Christian blues band is not a term that would have been heard several decades ago. To Miller's way of thinking, though, it makes sense.
"This is the interesting thing about the blues," he says. "The blues is actually based in the old gospel music movement. In the late 1800s, up to the 1920s and '30s. If you look at where the music came from, it came from a gospel background. It kind of went off in different directions."
Crossroads Blues Project wears look-alike outfits -- Blues Brothers shades, white shirts and skinny ties.
Musically, the band takes its cue mainly from a couple of great harp players. One is Slim Harpo, the New Orleans talent who inspired the Blues Brothers. Another is Chicago bluesman Little Walter, a rough-living harmonica virtuoso who died in a fight.
The music can be gritty, but then, so can life.
"If you're not authentic, you can't sell the message," Miller says.
There is a true-life aspect to the show.
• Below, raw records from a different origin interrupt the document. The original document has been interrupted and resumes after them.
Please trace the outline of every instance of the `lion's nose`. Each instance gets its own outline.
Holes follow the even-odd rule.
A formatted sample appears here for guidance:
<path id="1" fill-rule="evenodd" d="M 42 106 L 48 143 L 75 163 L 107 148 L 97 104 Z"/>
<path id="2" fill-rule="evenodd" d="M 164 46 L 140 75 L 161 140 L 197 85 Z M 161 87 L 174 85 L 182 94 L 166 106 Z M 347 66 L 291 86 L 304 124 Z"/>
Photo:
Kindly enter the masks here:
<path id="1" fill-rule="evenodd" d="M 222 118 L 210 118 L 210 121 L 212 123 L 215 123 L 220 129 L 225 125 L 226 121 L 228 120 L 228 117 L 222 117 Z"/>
Joining the musicians on stage is a speaker, Miller's friend Kevin Cheek, who gives what Turley describes as a "brief witness talk." That is, he tells about his life.
Which has been rough.
Cheek, Miller explains, did serious time in prison for robbery, assault and drug running. "A bad dude," Miller says. "God turned him around."
In prison, Cheek found his faith, and he shares this story on stage. "He literally tells the story of how his life changed," Miller says. "He's part and parcel of the whole experience."
His story will resonate, Miller says.
"We're all on a journey. We're struggling in life. We need to understand that. We need to figure out who we are, and where we need to end up."
It's a tough message to swallow, but that's where the music comes in.
And the coffee, too.
Damian Liszka is going to be playing music on Friday, as part of Lord of Life's worship music group, before the blues show starts. But his mind is half on Oasis. Like an espresso machine, his thoughts are already whirring.
The April special at Oasis was Raspberry Rabbit, involving raspberry syrup, whipped cream and chocolate sprinkles. Turley, an avowed chocoholic, loved that one.
For the May special, Liszka is thinking about blues. Blueberry muffins, blueberry syrup, perhaps a blues coffee drink.
"I'm thinking of making the Blues Brother," he says.